In a move early last week that attracted very little international attention, Israel’s Prime Minister Naftali Bennett announced that his government plans to invest 1 billion shekels ($310 million) in a plan to double the number of people living in the Golan Heights. Under the plan — which is designed to transform the Golan into the technological capital of renewable energy in Israel — two new neighborhoods will be built in the town of Katzrin and two new settlements will be established.
Israel conquered the Golan Heights in 1967 and annexed the territory in 1981. While most of the international community still considers the region “Syrian territory occupied by Israel,” the Trump administration recognized Israel’s sovereignty over the Golan Heights in 2019 and the Biden administration has expressed no interest in changing that position.
Some 50,000 people currently live in the Golan Heights — with roughly half of them Jewish Israelis and half in Druze Arab villages. Some of the Druze population opposes Israeli control. But the nature of the Druze opposition, its intensity and the size of the affected population are very modest in comparison to the more familiar rancor and emotion of the Palestinian population in the West Bank and Gaza. Nonetheless, in the only reported public condemnation of Israel’s Golan Heights announcement — from the Syrian government, which harbors hope of recapturing the territory it lost five-and -a-half decades ago — the Syrians criticized the plan with many of the same words used by Palestinians and others to oppose settlements and Jewish population expansion in contested West Bank territories. Syria’s protest gained virtually no traction. And that’s no surprise.
Prior to the 1967 war, the Golan Heights was viewed as a significant strategic vantage point from which Syria threatened the security of the state of Israel. Upon its capture, Israel was able to secure its northern boundary and protect its citizenry. More recently, however, the area is seen as a strategic buffer between Israel and the civil war-torn world of Dictator Bashar al-Assad’s Syria, which has been engaged in painful-to-watch self-destruction for most of the past decade.

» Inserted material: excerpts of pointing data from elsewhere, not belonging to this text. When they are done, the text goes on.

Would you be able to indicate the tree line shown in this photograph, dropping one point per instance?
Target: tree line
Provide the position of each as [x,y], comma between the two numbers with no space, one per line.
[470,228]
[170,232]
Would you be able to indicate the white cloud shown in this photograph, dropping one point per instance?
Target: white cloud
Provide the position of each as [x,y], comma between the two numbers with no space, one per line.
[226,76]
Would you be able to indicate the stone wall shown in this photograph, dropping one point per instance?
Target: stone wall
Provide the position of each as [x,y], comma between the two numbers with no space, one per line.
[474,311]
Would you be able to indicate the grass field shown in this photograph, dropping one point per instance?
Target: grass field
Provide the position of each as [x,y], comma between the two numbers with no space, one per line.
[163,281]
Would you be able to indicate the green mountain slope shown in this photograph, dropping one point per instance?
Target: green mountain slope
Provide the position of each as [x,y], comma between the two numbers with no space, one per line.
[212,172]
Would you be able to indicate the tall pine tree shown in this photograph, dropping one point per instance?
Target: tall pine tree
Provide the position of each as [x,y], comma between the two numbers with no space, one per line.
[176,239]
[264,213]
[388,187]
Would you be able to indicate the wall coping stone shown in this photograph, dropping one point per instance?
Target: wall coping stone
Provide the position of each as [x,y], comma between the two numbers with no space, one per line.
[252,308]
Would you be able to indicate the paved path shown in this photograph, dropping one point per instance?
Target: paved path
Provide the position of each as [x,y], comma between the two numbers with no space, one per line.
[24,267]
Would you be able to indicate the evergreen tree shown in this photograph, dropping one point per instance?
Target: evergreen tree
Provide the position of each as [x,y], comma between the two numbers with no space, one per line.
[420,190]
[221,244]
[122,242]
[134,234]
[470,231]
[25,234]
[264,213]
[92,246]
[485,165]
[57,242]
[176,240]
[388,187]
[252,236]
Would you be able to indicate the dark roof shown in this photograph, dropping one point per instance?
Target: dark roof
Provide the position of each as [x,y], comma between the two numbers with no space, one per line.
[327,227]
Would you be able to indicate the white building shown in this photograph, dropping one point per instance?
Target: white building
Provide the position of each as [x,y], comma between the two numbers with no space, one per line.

Assad has become an international pariah. There is little hope or expectation that Israel will engage or negotiate with the Syrians. But until now, Israel has not invested in the Golan Heights region to the same extent it has elsewhere in the country. That is going to change.
The announced development plan is consistent with a promise made by Bennett last October to develop the region, and the approach fits nicely in the range of noncontroversial undertakings that the fragile, yet surprisingly durable, governing coalition led by Bennett and Alternate Prime Minister Yair Lapid is comfortable doing.
The Golan Heights has been a valued part of Israel for 55 years. We are pleased to see the development of plans to enhance housing, business and technological activity in the area and to make the Golan Heights more than just one of the country’s most attractive places to visit.